Ophelia of Butterflies and Wheels has been writing some excellent posts lately about the abuse and oppression of women in Christian communities. One of them led me to an outstanding blog titled Love, Joy, Feminism. Its author, Libby Anne, grew up in an incredibly strict and fundamentalist Christian home that practiced a way of life she calls “Christian Patriarchy” (some might also refer to it as the Quiverfull movement). She and all her (twelve!) siblings were homeschooled, indoctrinated with religion from their earliest years, taught that women’s role in life is to obey men and that women must give up their dreams and ambitions to better subordinate themselves to their future husbands.
Despite the endless chores and incessant hard work, despite the perpetual religious indoctrination, despite the beatings doled out as discipline, Libby Anne’s childhood wasn’t miserable. On the contrary, she remembers it as a blissfully happy time. She genuinely wanted to be a good, submissive daughter, and took pleasure in fulfilling her parents’ expectations. She was excited about the idea of her father selecting a husband for her, which she viewed as a romantic fantasy, and she couldn’t wait to become a housewife and devote the rest of her life to serving her husband and having as many children as possible for Jesus’ right-wing cause. One could, of course, argue that this was the happiness of enforced ignorance; she was happy in this way of life because she had nothing to compare it to, because she literally wasn’t aware that there were any other ways to live.

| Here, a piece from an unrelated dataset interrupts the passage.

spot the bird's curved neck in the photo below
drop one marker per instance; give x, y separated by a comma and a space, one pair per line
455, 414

How did she escape this? Despite all they believed about Christian patriarchy, her parents also valued education, and they allowed her to go to college. While she was there, she met people who didn’t follow the script, people who led happy, fulfilled lives despite not hewing to the strict rules she grew up with, which she’d always been taught was impossible. She also found herself defending her religious beliefs for the first time, and she kept encountering arguments she’d never heard before, arguments that could punch holes in the beliefs she’d grown up learning as absolute truth. Eventually, the worldview she’d been taught crumbled, and despite intense emotional pressure and guilt-tripping by her parents, she found the courage and the honesty to walk away. (See also her longer account of her deconversion.)
One thing I noticed while reading these posts is the startling number of similarities there are between the Christian patriarchy and the Islamic one: women kept isolated at home, forbidden to work, get an education or travel without male approval. (Libby Anne’s parents were unusual in letting her go to college; here’s another post by an escapee who didn’t, and now laments her inability to support herself.) They’re taught that their only role in life is to serve and obey men, treated as property to be passed off from father, to husband, and sometimes to son – this happens in fundamentalist Christian communities as well as Islamic ones.

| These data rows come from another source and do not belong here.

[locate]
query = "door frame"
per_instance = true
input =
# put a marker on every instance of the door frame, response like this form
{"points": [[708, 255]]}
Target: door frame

Another observation, readily apparent, is how absolutely consumed by fear these people’s lives are. Parents who follow the teachings of Christian patriarchy are, necessarily, terrified of letting their children come into contact with any idea that doesn’t conform with what they’ve been taught – which is why they go to such extreme lengths to isolate themselves. Despite biblical verses like the Great Commission, we’re increasingly seeing believers like Libby Anne’s parents conceding the battleground of ideas, propagating their beliefs only by reproducing and not even attempting to convince outsiders. As society becomes more secular and atheism becomes more influential, we’re going to see more of this sort of thing: fundamentalists retreating into these isolated, closed-off bubbles and locking the door behind them.

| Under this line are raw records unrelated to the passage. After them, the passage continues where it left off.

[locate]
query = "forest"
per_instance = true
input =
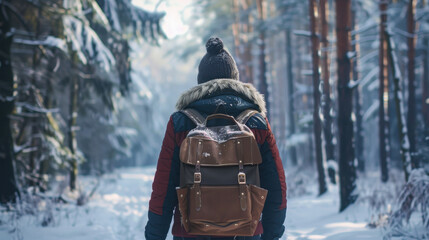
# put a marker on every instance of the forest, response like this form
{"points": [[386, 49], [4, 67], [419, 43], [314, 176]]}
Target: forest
{"points": [[87, 88]]}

This is just what Daniel Dennett is talking about when he writes in Breaking the Spell that any faith which has to “hoodwink — or blindfold — [its] children to ensure that they confirm their faith when they are adults, [that] faith ought to go extinct.” But that’s easier said than done, and it creates a dilemma for us. How can we effectively evangelize for atheism and teach ideals of human freedom and liberty to those inside these communities? How can we reach people when their entire upbringing is organized to deny them contact with the outside world? I don’t have a good answer for this, but I’m open to suggestions.